Дальше последовал эмоциональный рассказ о том, как они познакомились на рок-фестивале и как у них «всё было» и до чего же она теперь страдает. Логинов даже позавидовал её оптимизму и жизненным сокам: в пятьдесят пять скакать с молодёжью на концертах, да ещё заполучить, ну пусть по пьяни, но, если верить ей, целых пять раз парня, который моложе её младшего сына…
– Так может, не всё так плохо? Вы – женщина-борец, и что-то я не припомню, чтобы вы когда-либо отступали от намеченной цели, – улыбнувшись, сказал Логинов.
Это было правдой. В периоды мании Мама Сью, как и любой биполярник, могла свернуть горы, и беда тому, кто осмелился бы встать у неё на пути: прошлась бы всеми килограммами, только косточки и похрустывали бы.

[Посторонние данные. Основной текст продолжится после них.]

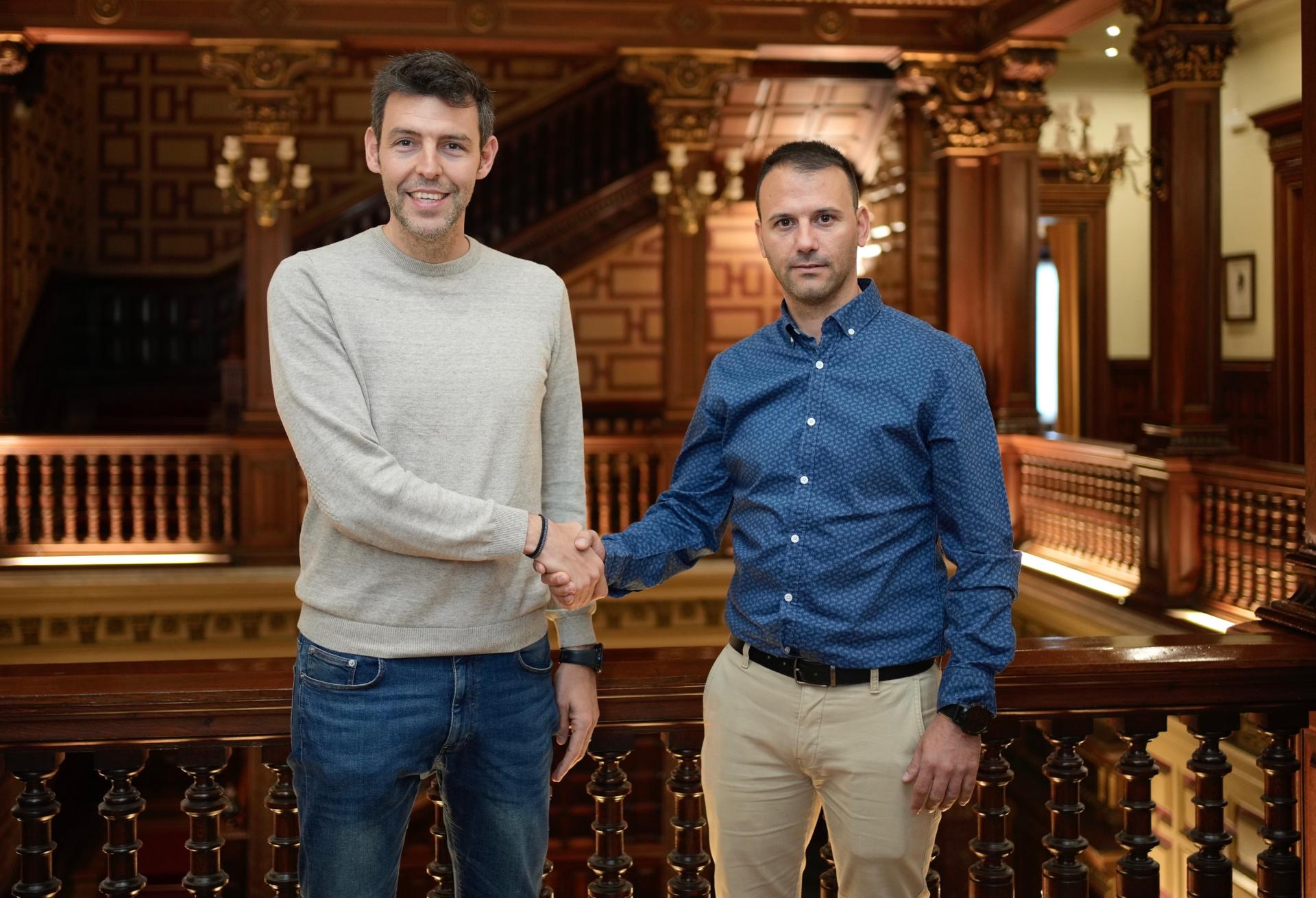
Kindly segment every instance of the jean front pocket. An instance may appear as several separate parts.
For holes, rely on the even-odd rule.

– Ну Георгич, родной мой! Федяша трубку не берёт, «забанил» меня в сети, а подруга карты раскинула, говорит, Сусанин, беги, он комар энергетический, тебя выпьет всю, а путного ничего у вас не будет. А карты её никогда не врут.
Она снова всхлипнула, толкая воздух из себя мощным рывком.
– Ну миленький, ну выпиши мне чего-нибудь!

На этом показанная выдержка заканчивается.